Sebelum jauh dari itu, seorang laki-laki yang ingin menikahi seorang perempuan idamannya juga selalu diinterogasi oleh calon mertuanya sendiri terkait duniawinya. Akan ada taksiran beberapa poin perihal pekerjaannya apa, harus seperti apa ke depannya, gaji bulanannya berapa, dan mengapa tidak segera dari dulu menikahi anaknya, serta lebih parahnya lagi nanti akan dibandingkan dengan materi dari si perempuannya. Menurut mertuanya, seolah-olah calon menantunya harus mempunyai derajat atau level yang lebih memumpuni dari pihak perempuan atau setidaknya setara dengannya.
Begitu juga dengan keseharian kita semua, seringkali saya mendapati kejadian-kejadian yang harus membuat tertegun. Seperti halnya laki-laki yang tak boleh berdiam diri di rumah sjaa, harus banyak aktivitas yang dilakoninya, olahraga yang rutin, tak boleh cengeng, harus bersikap gagah dan tegap, dan hal-hal lain yang menuntut laki-laki tak boleh menjadi seseorang yang loyo atau lemah.
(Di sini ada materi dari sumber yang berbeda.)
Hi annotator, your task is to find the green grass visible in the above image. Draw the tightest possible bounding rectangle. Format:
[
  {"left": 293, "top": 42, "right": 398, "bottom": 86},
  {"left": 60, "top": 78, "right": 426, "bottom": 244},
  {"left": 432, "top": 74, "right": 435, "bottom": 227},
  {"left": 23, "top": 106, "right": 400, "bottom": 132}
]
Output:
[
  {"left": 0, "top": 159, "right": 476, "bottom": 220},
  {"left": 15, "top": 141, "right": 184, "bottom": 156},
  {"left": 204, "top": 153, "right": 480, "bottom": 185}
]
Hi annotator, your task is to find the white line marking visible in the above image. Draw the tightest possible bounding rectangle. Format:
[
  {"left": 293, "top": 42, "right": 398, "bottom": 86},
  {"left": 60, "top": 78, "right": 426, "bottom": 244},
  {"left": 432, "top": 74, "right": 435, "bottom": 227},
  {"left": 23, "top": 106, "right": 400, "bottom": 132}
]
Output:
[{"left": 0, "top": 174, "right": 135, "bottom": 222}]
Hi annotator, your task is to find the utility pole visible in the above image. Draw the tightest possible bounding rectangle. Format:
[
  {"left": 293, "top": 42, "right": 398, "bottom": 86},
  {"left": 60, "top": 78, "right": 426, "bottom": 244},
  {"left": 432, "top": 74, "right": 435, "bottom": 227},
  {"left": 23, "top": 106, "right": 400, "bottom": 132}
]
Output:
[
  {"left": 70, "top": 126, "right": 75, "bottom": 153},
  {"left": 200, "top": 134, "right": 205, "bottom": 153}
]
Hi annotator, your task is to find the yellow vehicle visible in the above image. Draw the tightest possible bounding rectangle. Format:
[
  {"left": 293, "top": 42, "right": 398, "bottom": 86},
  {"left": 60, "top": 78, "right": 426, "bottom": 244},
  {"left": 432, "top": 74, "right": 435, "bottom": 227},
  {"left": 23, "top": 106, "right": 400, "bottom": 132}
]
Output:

Lalu, memangnya perempuan tak membutuhkan itu semua? Perempuan tak membutuhkan kesehatan jasmani? Perempuan tak boleh beraktivitas di luar rumah? Hanya perempuan yang boleh menumpahkan emosi tangisannya? Hanya perempuan kah yang boleh menyikapi segala kondisi dengan tenang tanpa ada keraguan?
Semua asumsi yang saya berikan bukan ajang untuk sebuah penyangkalan, melainkan pembuktian bahwa laki-laki juga bisa bersuara kepada publik. Laki-laki juga manusia, tak bisa seenaknya dijadikan pacuan kuda.
Entah sampai kapan harus melihat polemik yang selalu berkecamuk beterbaran di media sosial maupun kehidupan sosial. Baik laki-laki dan perempuan seharusnya saling mendukung apa yang menjadi prioritasnya. Saling menjunjung tinggi kesetaraan dalam kehidupan sehari-hari tanpa adanya sebuah ketimpangan. Selagi laki-laki atau perempuan itu mampu melakukan suatu pekerjaan dengan kapabilitas yang memadai, tak perlu dipermasalahkan pembagian peran yang akan dijalaninya.
Tak ingin adanya generalisasi, namun tentunya kita berharap ada kesadaran dalam diri masing-masing untuk saling berbenah dan bersinergi satu sama lain. Laki-laki memberikan sumbangsih yang sekiranya bisa digunakan untuk kontribusinya, begitu pun juga dengan perempuan. Tak saling apatis atau pasif dalam menyikapi suatu hal.